Para muchos, el plan de industrialización, impulsado por Alexander Hamilton hace más de dos siglos, continúa siendo vigente. La idea atrás de ese proyecto era que Estados Unidos no podría alcanzar su verdadera independencia de Gran Bretaña hasta que fuera autosuficiente en alimentos y armas. Y que no progresaría mientras sólo exportara materias primas y productos agrícolas.

Fue el congresista Henry Clay quien, luego de la guerra de 1812, formuló la doctrina llamada The American System, que se desdoblaba en cinco políticas.

Proteger a la manufactura. La primera y fundamental era resguardar de la competencia externa, mediante tarifas elevadas, a las compañías nacionales. Pensaban además que las industrias “infantiles” sólo podrían alcanzar economías de escala y sustituir importaciones si se les ayudaba a cubrir sus costos iniciales y a crecer, mediante apoyos y subsidios.

El desarrollo de una industria militar también era prioritario. Por ejemplo, para facilitar la expansión de la Armada se alentó la fundición de cobre, ya que con un casco de fondo metálico las embarcaciones de madera resistían mejor la carcoma.

Los aranceles reclamados por la industria no eran populares entre los agricultores del occidente que, sin embargo los aceptaron cuando las ciudades del este les demandaron cada vez más comestibles. En cambio, a los dueños de plantaciones de algodón del sur, que exportaban exitosamente, nunca les pareció mejor venderle a las fábricas de hilados y tejidos del medio oeste.
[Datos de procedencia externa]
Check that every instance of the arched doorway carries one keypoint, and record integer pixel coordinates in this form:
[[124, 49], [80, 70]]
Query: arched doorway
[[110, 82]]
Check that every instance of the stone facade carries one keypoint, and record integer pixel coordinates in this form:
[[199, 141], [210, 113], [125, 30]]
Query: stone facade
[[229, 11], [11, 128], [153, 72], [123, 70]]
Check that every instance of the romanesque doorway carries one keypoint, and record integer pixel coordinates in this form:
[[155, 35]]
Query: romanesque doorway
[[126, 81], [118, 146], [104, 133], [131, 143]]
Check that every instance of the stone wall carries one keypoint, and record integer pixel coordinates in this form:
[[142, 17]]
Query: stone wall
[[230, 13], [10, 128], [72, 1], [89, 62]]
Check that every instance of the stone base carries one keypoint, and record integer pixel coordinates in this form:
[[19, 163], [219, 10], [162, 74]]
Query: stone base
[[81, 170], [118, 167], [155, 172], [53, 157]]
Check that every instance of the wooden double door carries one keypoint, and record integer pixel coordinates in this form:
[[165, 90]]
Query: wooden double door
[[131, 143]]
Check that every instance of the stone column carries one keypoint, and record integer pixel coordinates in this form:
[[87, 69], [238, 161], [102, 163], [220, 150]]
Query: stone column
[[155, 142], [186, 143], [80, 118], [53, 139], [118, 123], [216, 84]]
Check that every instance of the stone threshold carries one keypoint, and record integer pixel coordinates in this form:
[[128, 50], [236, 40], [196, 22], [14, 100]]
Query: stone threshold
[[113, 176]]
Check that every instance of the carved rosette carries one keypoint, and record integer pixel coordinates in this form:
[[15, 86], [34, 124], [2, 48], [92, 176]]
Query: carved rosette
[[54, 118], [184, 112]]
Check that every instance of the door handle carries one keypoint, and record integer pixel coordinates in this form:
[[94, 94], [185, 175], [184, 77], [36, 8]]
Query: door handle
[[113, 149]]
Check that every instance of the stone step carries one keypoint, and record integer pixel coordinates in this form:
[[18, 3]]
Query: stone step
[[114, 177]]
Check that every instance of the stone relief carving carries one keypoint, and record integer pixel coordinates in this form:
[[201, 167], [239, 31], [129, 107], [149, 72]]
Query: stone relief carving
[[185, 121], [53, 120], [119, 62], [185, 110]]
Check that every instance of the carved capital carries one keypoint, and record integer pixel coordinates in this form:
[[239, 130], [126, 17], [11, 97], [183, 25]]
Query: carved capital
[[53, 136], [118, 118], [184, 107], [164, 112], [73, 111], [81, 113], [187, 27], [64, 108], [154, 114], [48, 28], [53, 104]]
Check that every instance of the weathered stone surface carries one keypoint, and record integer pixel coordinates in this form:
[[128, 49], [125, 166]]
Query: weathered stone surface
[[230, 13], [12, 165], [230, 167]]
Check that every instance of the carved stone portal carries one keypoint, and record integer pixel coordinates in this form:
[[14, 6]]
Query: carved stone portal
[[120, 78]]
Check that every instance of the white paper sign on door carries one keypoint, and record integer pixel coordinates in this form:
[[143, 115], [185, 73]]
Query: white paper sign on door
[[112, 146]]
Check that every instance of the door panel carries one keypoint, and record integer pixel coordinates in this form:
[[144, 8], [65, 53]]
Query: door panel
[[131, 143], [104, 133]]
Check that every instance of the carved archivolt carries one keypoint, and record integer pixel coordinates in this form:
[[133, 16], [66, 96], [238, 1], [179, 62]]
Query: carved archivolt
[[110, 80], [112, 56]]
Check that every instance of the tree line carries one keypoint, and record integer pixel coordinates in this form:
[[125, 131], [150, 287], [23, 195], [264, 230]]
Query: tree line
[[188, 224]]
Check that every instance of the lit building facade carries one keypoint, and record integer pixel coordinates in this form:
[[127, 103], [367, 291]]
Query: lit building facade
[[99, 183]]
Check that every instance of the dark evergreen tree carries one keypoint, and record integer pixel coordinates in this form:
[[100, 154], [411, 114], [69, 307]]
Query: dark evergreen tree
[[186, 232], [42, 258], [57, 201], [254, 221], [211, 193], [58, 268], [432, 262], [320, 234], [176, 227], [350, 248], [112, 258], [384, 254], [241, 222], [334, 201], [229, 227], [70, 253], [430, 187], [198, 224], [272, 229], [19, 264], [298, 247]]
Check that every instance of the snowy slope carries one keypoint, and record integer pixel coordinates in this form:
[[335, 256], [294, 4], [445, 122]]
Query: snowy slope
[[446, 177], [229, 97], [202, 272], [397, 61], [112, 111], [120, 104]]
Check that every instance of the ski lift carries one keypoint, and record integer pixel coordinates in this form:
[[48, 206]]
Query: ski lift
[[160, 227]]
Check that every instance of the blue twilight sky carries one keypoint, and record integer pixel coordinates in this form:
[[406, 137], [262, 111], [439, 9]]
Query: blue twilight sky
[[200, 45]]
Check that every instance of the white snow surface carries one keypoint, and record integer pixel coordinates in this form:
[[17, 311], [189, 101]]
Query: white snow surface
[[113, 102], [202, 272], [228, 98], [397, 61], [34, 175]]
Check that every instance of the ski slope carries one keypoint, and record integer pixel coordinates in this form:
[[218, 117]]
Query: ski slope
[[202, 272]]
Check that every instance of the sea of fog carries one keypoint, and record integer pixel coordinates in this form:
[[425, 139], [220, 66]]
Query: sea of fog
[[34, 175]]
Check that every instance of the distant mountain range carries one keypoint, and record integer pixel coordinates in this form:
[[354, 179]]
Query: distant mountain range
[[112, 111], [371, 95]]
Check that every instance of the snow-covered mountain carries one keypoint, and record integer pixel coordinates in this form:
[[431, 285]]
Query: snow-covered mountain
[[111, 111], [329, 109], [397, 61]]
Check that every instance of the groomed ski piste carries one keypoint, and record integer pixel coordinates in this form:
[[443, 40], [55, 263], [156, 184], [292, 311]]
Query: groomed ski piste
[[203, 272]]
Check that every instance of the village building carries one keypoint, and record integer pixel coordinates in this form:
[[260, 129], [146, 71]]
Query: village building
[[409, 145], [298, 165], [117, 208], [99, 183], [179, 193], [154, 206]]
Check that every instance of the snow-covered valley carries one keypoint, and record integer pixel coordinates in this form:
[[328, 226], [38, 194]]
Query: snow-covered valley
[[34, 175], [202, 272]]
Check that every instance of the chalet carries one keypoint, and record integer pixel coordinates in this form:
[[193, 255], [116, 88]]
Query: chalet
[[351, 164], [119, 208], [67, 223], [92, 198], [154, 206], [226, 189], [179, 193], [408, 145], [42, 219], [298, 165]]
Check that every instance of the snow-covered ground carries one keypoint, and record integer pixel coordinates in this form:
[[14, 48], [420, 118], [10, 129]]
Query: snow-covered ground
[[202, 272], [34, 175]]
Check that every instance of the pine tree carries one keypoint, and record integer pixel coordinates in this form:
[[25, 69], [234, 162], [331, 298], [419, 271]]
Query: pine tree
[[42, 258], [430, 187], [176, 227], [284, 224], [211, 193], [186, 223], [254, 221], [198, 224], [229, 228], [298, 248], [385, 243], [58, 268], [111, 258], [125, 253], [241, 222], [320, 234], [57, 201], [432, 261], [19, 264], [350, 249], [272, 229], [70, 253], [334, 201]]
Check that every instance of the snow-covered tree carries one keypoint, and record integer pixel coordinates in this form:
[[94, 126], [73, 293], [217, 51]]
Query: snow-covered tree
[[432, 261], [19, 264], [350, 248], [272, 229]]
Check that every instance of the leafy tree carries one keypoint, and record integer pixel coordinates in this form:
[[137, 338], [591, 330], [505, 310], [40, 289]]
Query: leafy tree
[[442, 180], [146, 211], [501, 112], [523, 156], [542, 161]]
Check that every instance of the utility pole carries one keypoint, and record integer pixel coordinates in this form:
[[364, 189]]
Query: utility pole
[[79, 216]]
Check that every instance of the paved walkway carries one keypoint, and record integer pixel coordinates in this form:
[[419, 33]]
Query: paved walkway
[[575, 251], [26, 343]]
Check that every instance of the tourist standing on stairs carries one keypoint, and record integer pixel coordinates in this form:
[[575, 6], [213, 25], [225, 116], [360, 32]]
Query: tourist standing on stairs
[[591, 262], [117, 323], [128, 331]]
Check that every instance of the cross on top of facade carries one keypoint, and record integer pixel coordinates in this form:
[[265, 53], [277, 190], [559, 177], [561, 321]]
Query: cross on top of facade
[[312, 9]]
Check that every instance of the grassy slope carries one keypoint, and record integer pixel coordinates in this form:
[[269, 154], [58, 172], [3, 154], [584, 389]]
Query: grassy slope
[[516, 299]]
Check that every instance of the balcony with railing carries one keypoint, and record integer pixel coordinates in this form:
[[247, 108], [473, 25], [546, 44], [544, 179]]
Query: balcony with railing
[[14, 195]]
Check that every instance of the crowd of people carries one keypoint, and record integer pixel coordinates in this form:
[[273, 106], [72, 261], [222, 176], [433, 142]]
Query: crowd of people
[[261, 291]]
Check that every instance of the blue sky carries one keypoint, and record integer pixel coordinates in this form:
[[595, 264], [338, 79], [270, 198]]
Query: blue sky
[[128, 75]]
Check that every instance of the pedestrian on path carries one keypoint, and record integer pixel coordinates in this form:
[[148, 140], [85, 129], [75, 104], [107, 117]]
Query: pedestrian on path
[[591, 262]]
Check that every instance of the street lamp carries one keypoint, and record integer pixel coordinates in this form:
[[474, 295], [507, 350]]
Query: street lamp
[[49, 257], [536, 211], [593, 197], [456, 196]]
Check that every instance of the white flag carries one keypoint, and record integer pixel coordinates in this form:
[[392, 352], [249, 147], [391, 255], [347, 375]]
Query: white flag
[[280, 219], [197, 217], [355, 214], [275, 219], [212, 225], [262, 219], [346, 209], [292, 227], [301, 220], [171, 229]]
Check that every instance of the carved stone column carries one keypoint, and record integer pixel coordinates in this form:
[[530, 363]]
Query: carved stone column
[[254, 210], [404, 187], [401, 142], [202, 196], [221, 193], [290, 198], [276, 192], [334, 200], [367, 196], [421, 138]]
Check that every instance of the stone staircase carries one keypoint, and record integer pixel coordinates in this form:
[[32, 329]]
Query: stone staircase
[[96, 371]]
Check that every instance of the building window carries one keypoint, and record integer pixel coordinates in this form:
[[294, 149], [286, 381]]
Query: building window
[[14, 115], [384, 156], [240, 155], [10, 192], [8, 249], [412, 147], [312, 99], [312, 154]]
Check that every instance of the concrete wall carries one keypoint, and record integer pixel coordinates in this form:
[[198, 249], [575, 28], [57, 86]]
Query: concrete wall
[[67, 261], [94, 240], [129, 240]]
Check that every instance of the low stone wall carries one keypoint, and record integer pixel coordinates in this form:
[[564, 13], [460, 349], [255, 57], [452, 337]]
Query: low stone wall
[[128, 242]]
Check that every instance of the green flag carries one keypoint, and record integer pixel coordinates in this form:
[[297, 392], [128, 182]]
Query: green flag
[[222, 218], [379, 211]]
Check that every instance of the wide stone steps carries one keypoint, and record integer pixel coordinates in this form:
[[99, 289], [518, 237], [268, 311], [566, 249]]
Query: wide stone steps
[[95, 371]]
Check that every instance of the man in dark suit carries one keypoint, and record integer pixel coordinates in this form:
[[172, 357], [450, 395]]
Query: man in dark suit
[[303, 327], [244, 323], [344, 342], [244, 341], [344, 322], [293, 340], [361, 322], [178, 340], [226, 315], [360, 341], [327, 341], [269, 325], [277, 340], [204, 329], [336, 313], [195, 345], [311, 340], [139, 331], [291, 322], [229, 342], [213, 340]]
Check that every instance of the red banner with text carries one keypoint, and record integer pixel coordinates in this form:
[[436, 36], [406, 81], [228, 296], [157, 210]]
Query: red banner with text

Como quiera, no se les eliminó porque, durante 150 años fueron la principal fuente de financiamiento del gobierno federal.

Financiar la infraestructura. El mercado agrícola era local y casi de autosuficiencia por el alto costo de mover las cosechas. Los granjeros construían cooperativamente canales, caminos y puentes, pero no lograban abatir los costos de transporte.

Desde entonces, el gobierno federal ha realizado grandes obras. Hizo navegables los ríos Ohio y Mississippi; amplió los puertos; dragó el canal de Erie; tendió vías ferroviarias a través de todo el territorio; instauró el sistema postal; electrificó el valle de Tennessee; levantó la red de autopistas; impulsó el programa espacial y el internet.

Invertir en educación y ciencia. Las iglesias sostenían algunas escuelas para niños pobres pero, en general, a la educación formal sólo tenían acceso los hijos de los ricos. Las empresas nacientes no tenían capacidad de preparar a sus trabajadores o de desarrollar tecnología y eso limitaba su expansión. Se instauró por ello un gran sistema de educación pública y se estimuló el adelanto de la ciencia mediante créditos fiscales a las corporaciones y subsidios a las universidades.

Instituir un banco nacional. Para acabar con el desorden fiscal y poder recaudar impuestos; para estabilizar el mercado monetario y emitir una moneda única, respaldada por el Tesoro; para terminar con la especulación, ampliar el crédito y facilitar las remesas y pagos; para regular el comercio interestatal; se requería un banco que cubriera todo el territorio.

Promover la armonía de intereses. Los agricultores, los comerciantes y los industriales no debían pelearse entre sí; tampoco los obreros con los patrones o los de zonas rurales con los de zonas urbanas. Veían con gran optimismo a la tecnología. Suponían que gracias a ella los capitalistas verían crecer sus ganancias y los trabajadores sus sueldos, lo que les permitiría convertirse en propietarios y poner sus propias empresas. Creían que a medida que creciera el Producto nacional aumentaría el ingreso per cápita y se acabarían las disparidades entre el campo y la ciudad.

Para Trump, America great again es, en realidad, The America System again.